Эрик сказал, Эрик сделал, Эрик это, Эрик то. Для неофитов это простое имя — целая вселенная, недружелюбная планета, солнце, палящее сквозь дырявую стратосферу, которое сожжёт к чертям всё вокруг, еще до того, как выйдет в зенит. Молодые лихачки боятся и облизываются одновременно; есть у него такая особенность повергать окружающих в восхищение и трепет одновременно. Испытано на себе.

В ответ на мою реплику Лидер режет меня поперёк острым, тяжелым взглядом и ответа не удостаивает.

— Что ты рассказал им? — кажется, я появилась в разгар допроса. Времени прийти в себя командиру разведчиков никто даст, оно сейчас слишком дорого стоит.

— Не помню. Они меня всякой дрянью накачали, — Марс хрипит и кривится от боли, когда я осматриваю пулевые отверстия в голени. Одно колено всё же цело. — Там в основном бывшие Бесстрашные. Мы сами рыли себе яму, Эрик.

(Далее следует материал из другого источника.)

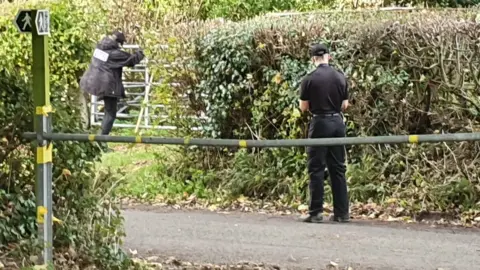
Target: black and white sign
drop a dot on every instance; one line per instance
(23, 21)
(42, 22)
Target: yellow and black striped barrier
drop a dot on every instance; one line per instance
(394, 139)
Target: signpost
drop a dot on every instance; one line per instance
(23, 21)
(40, 29)
(42, 22)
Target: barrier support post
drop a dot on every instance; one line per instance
(42, 120)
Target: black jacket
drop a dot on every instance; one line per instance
(104, 75)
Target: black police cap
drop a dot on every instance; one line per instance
(318, 50)
(120, 36)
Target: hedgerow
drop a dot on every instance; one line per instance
(409, 73)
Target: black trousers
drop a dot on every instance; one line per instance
(110, 110)
(332, 157)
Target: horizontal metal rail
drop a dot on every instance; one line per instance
(396, 139)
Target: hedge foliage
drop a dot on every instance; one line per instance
(410, 73)
(83, 199)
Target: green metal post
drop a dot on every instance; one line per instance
(41, 98)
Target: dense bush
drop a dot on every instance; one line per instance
(410, 73)
(91, 231)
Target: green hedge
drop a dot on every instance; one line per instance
(82, 198)
(410, 73)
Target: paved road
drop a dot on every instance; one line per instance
(206, 237)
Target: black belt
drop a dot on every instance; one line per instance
(325, 114)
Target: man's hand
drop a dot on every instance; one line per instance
(304, 106)
(345, 105)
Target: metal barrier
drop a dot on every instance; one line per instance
(395, 139)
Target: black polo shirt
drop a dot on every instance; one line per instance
(325, 89)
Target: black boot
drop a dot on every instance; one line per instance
(313, 219)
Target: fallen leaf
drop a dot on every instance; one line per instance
(332, 263)
(66, 172)
(213, 207)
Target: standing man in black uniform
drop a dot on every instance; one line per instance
(324, 93)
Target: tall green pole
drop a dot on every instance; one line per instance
(41, 99)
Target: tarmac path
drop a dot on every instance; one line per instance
(208, 237)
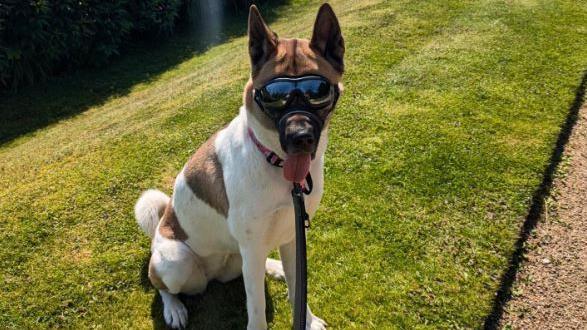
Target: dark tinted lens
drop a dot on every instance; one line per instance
(316, 91)
(276, 94)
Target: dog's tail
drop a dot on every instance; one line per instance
(149, 209)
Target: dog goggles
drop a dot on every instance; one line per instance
(314, 92)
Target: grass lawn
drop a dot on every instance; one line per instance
(449, 117)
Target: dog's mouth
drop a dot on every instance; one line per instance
(299, 136)
(297, 166)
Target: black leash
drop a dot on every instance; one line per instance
(301, 282)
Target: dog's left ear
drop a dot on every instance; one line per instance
(327, 38)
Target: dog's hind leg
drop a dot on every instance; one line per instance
(233, 268)
(174, 269)
(274, 268)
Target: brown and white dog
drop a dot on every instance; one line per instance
(230, 207)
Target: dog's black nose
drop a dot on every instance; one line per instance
(303, 141)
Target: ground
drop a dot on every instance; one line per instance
(551, 288)
(449, 118)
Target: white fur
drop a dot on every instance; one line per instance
(147, 210)
(260, 219)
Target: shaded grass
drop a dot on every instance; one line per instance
(450, 114)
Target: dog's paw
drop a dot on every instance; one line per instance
(175, 313)
(274, 268)
(315, 323)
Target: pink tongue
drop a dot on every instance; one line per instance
(295, 168)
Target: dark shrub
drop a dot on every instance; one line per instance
(41, 37)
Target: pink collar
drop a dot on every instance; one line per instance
(270, 156)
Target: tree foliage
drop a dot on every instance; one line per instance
(42, 37)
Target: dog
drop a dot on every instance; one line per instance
(231, 204)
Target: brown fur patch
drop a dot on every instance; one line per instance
(169, 226)
(204, 175)
(293, 57)
(155, 279)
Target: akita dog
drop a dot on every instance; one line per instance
(231, 203)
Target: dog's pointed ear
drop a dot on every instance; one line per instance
(327, 38)
(262, 41)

Я знаю, что в Бесстрашии самые строгие условия отбора, и слова Марса ничуть меня не удивляют, жаль только, что они поняли это слишком поздно. Изгои — не куча тупых имбецилов, им хватило ума объединиться и начать борьбу со своим скотским существованием. Только что в итоге ждёт нас — правящее, даже местами элитное сословие? Грабежи и казни, как во времена довоенных революций?

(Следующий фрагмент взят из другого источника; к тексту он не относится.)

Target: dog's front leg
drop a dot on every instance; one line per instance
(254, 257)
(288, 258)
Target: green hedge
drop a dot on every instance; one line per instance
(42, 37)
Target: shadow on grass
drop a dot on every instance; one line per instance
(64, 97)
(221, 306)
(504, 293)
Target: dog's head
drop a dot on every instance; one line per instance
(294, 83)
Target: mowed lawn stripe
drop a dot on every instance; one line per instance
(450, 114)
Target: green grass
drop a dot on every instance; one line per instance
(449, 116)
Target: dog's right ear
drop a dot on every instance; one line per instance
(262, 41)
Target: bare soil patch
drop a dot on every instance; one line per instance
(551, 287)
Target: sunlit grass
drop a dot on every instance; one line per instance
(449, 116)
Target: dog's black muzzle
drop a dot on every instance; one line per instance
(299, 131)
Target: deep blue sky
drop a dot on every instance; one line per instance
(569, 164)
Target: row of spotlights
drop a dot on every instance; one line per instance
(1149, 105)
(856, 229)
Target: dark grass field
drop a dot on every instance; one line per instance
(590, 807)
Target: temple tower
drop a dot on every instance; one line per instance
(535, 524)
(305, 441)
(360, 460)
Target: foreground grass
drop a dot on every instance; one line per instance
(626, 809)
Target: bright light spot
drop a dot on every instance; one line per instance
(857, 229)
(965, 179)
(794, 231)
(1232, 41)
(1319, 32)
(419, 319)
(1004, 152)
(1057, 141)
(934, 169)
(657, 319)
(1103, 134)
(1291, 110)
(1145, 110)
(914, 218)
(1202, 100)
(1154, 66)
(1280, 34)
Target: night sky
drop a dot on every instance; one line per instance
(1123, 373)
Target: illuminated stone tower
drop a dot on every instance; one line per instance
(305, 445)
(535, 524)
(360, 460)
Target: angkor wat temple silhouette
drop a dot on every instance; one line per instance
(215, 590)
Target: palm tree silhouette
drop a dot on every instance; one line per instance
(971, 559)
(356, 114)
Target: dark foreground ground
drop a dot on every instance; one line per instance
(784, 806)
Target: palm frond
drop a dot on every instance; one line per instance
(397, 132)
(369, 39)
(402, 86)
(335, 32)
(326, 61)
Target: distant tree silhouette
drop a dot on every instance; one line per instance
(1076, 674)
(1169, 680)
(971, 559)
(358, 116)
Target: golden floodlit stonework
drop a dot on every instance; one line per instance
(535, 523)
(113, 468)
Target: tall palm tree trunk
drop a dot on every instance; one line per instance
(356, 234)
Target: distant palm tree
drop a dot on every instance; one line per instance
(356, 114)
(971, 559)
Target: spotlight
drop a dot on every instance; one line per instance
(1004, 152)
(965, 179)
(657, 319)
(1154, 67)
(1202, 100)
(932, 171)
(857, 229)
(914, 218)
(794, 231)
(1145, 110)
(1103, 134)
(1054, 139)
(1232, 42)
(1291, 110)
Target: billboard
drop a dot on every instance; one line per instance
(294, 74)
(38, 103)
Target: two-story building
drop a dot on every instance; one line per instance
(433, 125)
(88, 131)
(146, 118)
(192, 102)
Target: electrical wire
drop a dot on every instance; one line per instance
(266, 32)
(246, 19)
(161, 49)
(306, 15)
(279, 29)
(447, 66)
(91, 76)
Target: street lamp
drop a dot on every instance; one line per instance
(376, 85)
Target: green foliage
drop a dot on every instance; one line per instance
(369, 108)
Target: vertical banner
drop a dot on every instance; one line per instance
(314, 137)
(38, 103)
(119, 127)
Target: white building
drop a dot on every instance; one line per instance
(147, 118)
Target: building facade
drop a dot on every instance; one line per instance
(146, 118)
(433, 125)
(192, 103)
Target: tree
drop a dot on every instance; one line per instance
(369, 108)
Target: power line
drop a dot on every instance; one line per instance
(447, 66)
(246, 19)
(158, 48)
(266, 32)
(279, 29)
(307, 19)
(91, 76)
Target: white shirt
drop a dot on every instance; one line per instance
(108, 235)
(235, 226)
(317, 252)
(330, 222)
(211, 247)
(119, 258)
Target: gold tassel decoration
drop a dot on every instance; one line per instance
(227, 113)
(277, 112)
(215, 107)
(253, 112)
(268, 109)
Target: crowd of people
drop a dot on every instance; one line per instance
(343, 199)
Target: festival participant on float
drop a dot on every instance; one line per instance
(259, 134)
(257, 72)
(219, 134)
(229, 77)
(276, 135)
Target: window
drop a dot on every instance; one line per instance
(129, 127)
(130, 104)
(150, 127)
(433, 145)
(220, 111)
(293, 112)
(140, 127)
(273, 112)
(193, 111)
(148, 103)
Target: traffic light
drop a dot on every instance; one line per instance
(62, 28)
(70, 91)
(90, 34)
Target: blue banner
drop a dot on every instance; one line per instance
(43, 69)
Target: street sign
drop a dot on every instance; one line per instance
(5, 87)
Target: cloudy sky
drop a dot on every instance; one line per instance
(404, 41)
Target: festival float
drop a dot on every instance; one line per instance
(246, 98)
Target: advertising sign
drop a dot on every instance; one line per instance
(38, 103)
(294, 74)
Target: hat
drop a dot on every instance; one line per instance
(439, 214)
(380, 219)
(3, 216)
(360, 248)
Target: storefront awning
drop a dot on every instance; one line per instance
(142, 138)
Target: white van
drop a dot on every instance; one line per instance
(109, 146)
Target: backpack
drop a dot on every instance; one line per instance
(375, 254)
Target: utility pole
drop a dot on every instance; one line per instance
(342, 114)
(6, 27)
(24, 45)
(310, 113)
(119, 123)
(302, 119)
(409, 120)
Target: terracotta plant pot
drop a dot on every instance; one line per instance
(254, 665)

Командира погружают в медикаментозный сон. Я выбрасываю грязные перчатки в шредер, обрабатываю руки, снимаю халат, злостно комкаю и отправляю его в корзину для прачечной. Чувствую, как вымотали меня эти процедуры; мелкая моторика его рук вряд ли восстановится в полном объёме, а правую коленную чашечку придётся протезировать. Завтра Марса доставят в Эрудицию. Лидерам необходимо знать, какие сведения он выдал повстанцам под сывороткой правды. Ещё бы выяснить, где они её добывают. Может, научились делать сами?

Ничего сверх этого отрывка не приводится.